Regardless of the challenges that are and will be faced by biopharmaceuticals, I’m pleased to see the results of true innovation in pharmacology, and I believe others should behave in a similar manner.
“The progressive development of man is vitally dependent on invention.” — N. Tesla
Dan Abshear (what has been written is based upon information and belief)
John Lawrence
I’d like to offer corrections to some comments by Dan Abshear. For one, physicians are not monetarily incentivised to “exceed dosing requirements” for ESAs (erythropoiesis stimulating agents or EPOs). Physicians have been provided with incentive to use one product over a competitor product through the use of rebates (a business tool that used by many industries, e.g. automakers).
Moreover, there is little evidence to support the notion that physicians in private practice over-prescribed ESAs. Retroactive analysis of claims data shows that the average chemotherapy-induced anemia (CIA) patient receiving ESAs was given drug to maintain their hemoglobin levels at less than the 13 g/dL limit initially provided within the FDA label.
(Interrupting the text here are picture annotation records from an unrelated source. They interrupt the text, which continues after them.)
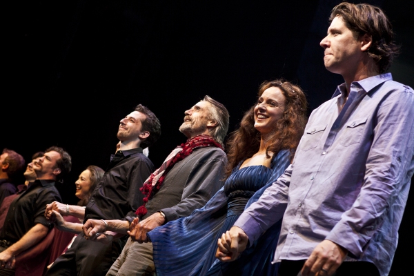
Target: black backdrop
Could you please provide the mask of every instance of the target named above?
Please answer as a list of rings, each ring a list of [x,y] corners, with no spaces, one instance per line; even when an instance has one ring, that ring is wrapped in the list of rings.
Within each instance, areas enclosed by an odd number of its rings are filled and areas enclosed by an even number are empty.
[[[324,68],[319,46],[339,2],[8,1],[0,149],[14,150],[27,161],[50,146],[66,149],[72,172],[58,188],[63,201],[75,204],[77,176],[90,164],[106,168],[119,121],[137,103],[161,123],[161,137],[150,148],[156,166],[184,141],[178,131],[184,112],[205,95],[228,108],[230,131],[264,80],[299,84],[310,113],[343,81]],[[402,51],[390,71],[414,86],[411,1],[361,2],[390,17]],[[404,254],[412,245],[412,205],[408,201],[391,275],[404,271],[412,255]]]

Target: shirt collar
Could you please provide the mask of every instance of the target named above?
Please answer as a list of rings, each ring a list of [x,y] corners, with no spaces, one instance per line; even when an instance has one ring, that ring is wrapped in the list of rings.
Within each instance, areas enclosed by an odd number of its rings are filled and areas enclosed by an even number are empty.
[[[142,153],[142,148],[135,148],[132,150],[118,150],[116,154],[110,155],[110,159],[112,159],[116,156],[119,157],[124,156],[124,157],[128,157],[130,155],[134,155],[135,153]]]
[[[56,182],[56,181],[52,179],[36,179],[33,184],[39,183],[40,185],[41,185],[43,187],[46,187],[47,186],[55,185],[55,182]]]
[[[353,81],[352,83],[357,83],[359,87],[361,87],[366,92],[368,92],[370,90],[375,88],[379,84],[382,83],[386,81],[392,81],[393,76],[391,73],[385,73],[381,75],[377,75],[376,76],[370,77],[364,79],[362,79],[358,81]],[[352,85],[351,83],[351,85]],[[339,95],[344,95],[346,91],[345,83],[338,86],[337,87],[335,93],[332,96],[333,98]]]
Instead, most patients were maintained at between 11-12 g/dL. Data suggesting adverse impact on survival from the use of ESAs comes from clinical trials where ESA dosing rules, often exceeding that with the FDA-approved label, were imposed per protocol in experimental settings. As a result of such data, a new limit of 12 d/dL as a target for hemoglobin in CIA patients has been written into the updated FDA label. Reimbursement by CMS has further limited the hemoglobin target for CIA patients for Medicare/Medicaid patients to a value of 10 g/dL. These recent changes are due to concern over a potential survival impact seen in 8 of the 59 recently reviewed prospective, randomized clinical trials investigating the use of ESAs in support of CIA.
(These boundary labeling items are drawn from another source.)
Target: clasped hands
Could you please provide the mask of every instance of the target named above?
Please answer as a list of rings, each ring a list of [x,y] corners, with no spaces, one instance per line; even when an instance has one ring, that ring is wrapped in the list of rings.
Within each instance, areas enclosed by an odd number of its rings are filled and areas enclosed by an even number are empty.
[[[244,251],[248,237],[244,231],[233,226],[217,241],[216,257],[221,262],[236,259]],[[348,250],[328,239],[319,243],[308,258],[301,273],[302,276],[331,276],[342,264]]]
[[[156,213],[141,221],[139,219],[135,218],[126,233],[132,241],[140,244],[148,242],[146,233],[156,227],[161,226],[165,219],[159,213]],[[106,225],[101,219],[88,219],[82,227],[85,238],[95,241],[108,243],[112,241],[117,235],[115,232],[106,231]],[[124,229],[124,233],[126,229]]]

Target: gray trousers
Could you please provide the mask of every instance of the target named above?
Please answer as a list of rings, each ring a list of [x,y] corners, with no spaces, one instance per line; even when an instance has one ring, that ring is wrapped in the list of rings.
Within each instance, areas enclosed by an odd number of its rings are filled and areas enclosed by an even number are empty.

Finally, ESAs are not hormones. ESAs are the result of recombinant human (rhu)protein technology, such that rhuEPO (recombinant human erythropoietin, or EPOGEN/Procrit) is actually a biologic analogue to endogenous human erythropoietin. These recombinant proteins activate cell membrane-bound protein receptors to generate the production of human red blood cells in the same manner as endogenous protein. Hormones are steroidal and typically have nuclear binding sites.